People invest in shares in order to achieve financial independence. They can
even pay for any long-term projects including payment for their children’s
education. The costs of trading in shares are usually lower than investing in other
markets. Research indicates that the return on shares has in most cases
exceeded the inflation rate for the last hundred years.
Most companies also pay a portion of their net profits (return) to shareholders -
this is called a dividend. Diversifying your savings into different savings vehicles,
such as shares, spreads your risks.
What are shares?
Shares represent ownership of a company.
If you buy a share of company A, you become a
part-owner of that company. Because you are a
part-owner (shareholder), you are entitled to a
portion of the company’s profits. The profits
that a shareholder is entitled to are paid to him or
her in a form of dividends.
Normally companies pay out dividends once or
twice a year. If the company in which you bought
shares fails and is liquidated, you as the
shareholder can claim against the assets of
that company.
The shares you own also come with voting rights. This means that as a
shareholder you can vote at the company’s annual general meeting. Remember
that shareholders are not involved in the day to day operations/management
of the company.
Once you buy these shares your broker will send you a note which notifies you
that a sale or buy of shares has been performed on your behalf. After that a share
certificate will be forwarded to you as proof of ownership. Today share certificates
are no longer in a paper form but in an electronic form. Your broker keeps the
share certificates in electronic form for you. In 1996, the exchange terminated
the buying and selling of shares on the floor. This was replaced by an electronic
system of buying and selling of the shares.Where can one buy shares?

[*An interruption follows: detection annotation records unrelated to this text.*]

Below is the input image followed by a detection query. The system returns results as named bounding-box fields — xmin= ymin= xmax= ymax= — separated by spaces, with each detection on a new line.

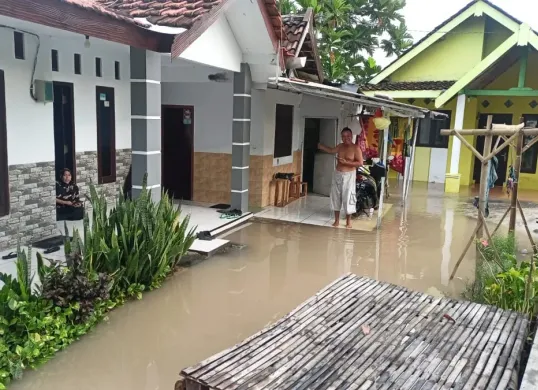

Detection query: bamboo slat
xmin=181 ymin=275 xmax=528 ymax=390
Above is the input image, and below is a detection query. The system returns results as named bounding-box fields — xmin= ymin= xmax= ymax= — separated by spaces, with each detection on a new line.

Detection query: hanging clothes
xmin=473 ymin=157 xmax=499 ymax=218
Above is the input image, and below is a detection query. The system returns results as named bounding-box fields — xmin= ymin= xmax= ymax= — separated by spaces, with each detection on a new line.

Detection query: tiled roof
xmin=94 ymin=0 xmax=227 ymax=29
xmin=282 ymin=15 xmax=308 ymax=56
xmin=359 ymin=81 xmax=456 ymax=92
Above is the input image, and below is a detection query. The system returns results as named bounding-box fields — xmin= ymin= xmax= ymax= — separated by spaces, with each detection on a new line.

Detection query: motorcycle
xmin=356 ymin=166 xmax=379 ymax=217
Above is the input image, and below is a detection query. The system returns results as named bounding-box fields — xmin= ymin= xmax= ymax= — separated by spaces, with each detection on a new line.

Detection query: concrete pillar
xmin=131 ymin=47 xmax=161 ymax=201
xmin=231 ymin=64 xmax=252 ymax=212
xmin=445 ymin=95 xmax=467 ymax=193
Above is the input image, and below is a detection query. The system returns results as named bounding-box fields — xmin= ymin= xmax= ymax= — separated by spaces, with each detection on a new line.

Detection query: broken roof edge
xmin=267 ymin=77 xmax=447 ymax=118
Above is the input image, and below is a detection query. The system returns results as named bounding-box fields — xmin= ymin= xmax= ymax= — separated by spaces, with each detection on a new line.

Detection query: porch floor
xmin=254 ymin=194 xmax=392 ymax=232
xmin=0 ymin=202 xmax=253 ymax=282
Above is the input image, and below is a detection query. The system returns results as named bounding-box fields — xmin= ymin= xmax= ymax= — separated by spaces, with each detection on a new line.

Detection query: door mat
xmin=210 ymin=203 xmax=230 ymax=210
xmin=32 ymin=235 xmax=73 ymax=249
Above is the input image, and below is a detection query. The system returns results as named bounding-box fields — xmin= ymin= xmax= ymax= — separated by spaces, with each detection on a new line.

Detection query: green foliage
xmin=0 ymin=181 xmax=195 ymax=390
xmin=464 ymin=235 xmax=538 ymax=316
xmin=279 ymin=0 xmax=413 ymax=83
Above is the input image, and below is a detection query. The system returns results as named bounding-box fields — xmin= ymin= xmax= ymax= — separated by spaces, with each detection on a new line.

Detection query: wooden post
xmin=508 ymin=118 xmax=525 ymax=233
xmin=477 ymin=115 xmax=493 ymax=238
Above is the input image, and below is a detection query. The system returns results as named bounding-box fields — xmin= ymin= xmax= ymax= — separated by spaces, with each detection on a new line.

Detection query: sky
xmin=374 ymin=0 xmax=538 ymax=67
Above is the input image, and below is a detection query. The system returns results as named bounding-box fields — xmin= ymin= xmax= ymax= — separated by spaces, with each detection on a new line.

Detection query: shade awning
xmin=268 ymin=77 xmax=446 ymax=118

Shares can be bought on an exchange through a broker. These are known as
listed shares. In South Africa, these shares can be bought on the JSE Limited
("USE"). The JSE is a stock exchange licensed by the Financial Services Board.
However, there are other shares that are not listed. Shares that are not listed on
an exchange are bought on the over the counter (OTC) market. For your own
protection as a consumer you should buy shares that are listed on the exchange
as opposed to the ones that are not listed. Shares that are not listed are more
risky as the market in which they trade is not regulated. In this market if anything
goes wrong, you would have little recourse as an investor. The JSE brings buyers
and sellers of shares together and matches the prices. The JSE stands good
behind every deal in this listed market, which is quite different for the minimal
security offered and by the (OTC) market.
Who issues shares and why?
Most companies issue shares. Companies come to the exchange to list their
shares for the purpose of raising money (capital) they require for growth. The
money is raised through the issuance of shares which are traded on the
exchange. Issuing shares is advantageous because the company is not required
to pay back the money or make interest payments on the money raised.
What determines the price of a share?
Share prices change often, sometimes many times in one day! If a company
makes a profit, more people will want to own shares in the company and the
prices of the shares will rise. However, if the company does badly, people will not
invest in the shares of the company.
It will result in a decrease in the demand for the shares and shareholders will start
selling shares. The price and the value of the shares will decline as a result.
Economic and political factors also play a role in influencing the price of shares.
Who can buy shares?
Shares of most of the world's large companies are listed on stock exchanges
which means they can be bought by ordinary people who then have an investment
in the company. This market is not only for the public, but also for institutions.
People who are financially independent are the ones that can buy shares. You
should only invest in shares with the money that remains after all your basic needs
have been taken care of. You should not borrow money to buy shares.